Le texte qui suit se présente comme un ensemble de postulats, qui ne prétendent pas être irréfutables, contrairement à une démarche scientifique. Ils ont été choisis parce qu’ils fonctionnent et qu’il nous semble que des prérequis efficaces, même non-vérifiés, sont préférables pour fonder une pratique pour autant qu’ils permettent d’atteindre l’effet recherché.

Se baser sur des idées prometteuses d’efficacité, c’est-à-dire génératrices de pratiques nouvelles, d’actions et de changements, même si elles ne sont pas (encore) rigoureusement prouvées, cela ne signifie pas ignorer la recherche ni faire ses délices de l’obscurantisme. Au contraire, quel bonheur de voir confirmés par la recherche scientifique ces postulats qui balisent une pratique et que l’on pourrait considérer comme prospectifs ou, disons, « préscientifiques ».

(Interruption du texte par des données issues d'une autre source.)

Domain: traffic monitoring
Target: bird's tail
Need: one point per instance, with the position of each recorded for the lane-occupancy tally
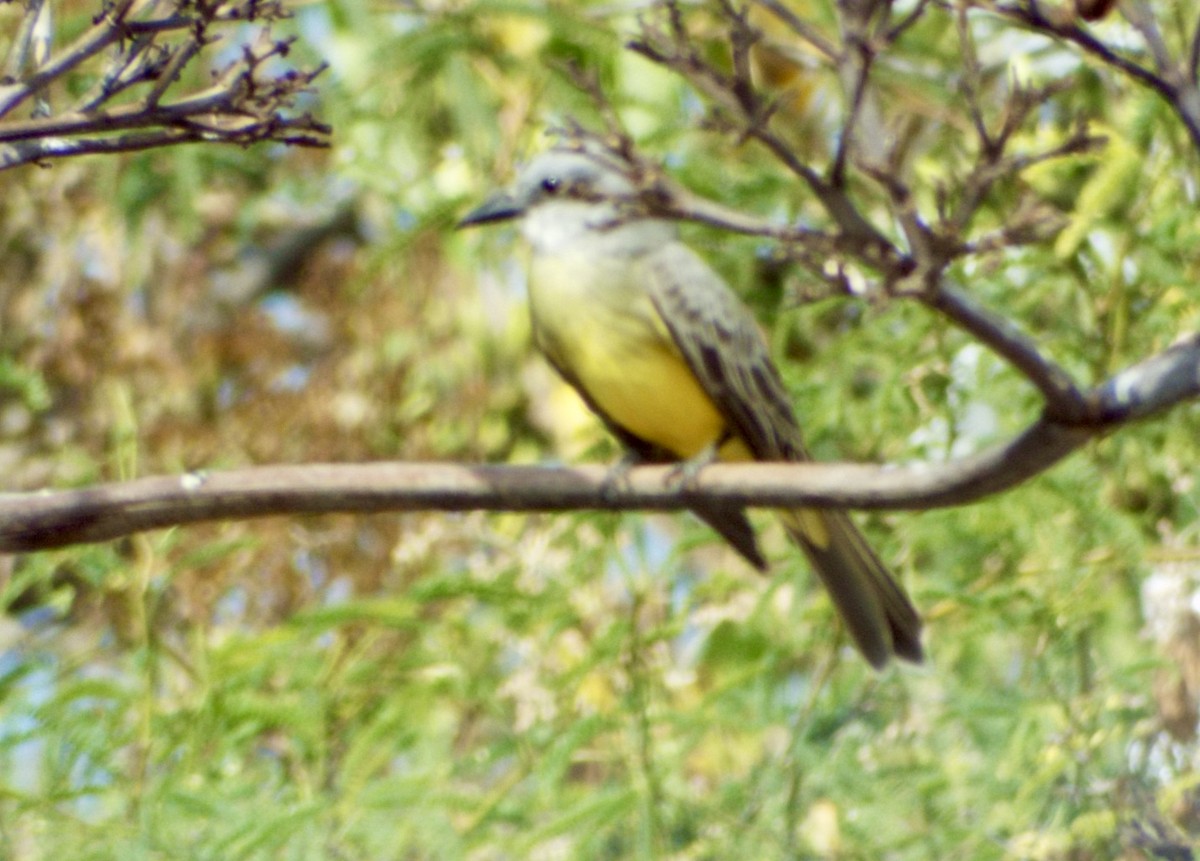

1. Deux premiers postulats

1. L’apprenant apprend. Le formateur forme. Postulons qu’il ne s’agit pas de la même chose, voir même que les deux actes sont radicalement différents. Apprendre est sur le versant de celui qui – non pas reçoit – mais construit ses apprentissages. C’est à partir de l’apprenant que Meirieu, dans « Apprendre oui, mais comment », réfléchit et dégage des conduites à tenir pour enseigner. C’est une fameuse rupture, car le plus souvent, on déduit les conduites à faire adopter aux apprenants à partir de l’acte de former, donc de ce que fait le formateur et de ce qui est écrit dans les manuels pédagogiques.

2. Autre renversement de perspective : en partant du présupposé que l’apprenant n’est pas un simple réceptacle, ni une « page blanche », mais auto-construit ses apprentissages, nous en déduirons que le rôle du formateur est d’organiser les situations d’apprentissage, adaptant sa pédagogie aux stratégies des apprenants. est de chercher les meilleures stratégies pour « faciliter » la tâche de l’apprenant (et non d’exiger que celui-ci adopte les comportements qui faciliteront la tâche d’enseigner.) Donc en réalité, le rôle du formateur est d’organiser les situations d’apprentissage, adaptant sa pédagogie aux stratégies des apprenants.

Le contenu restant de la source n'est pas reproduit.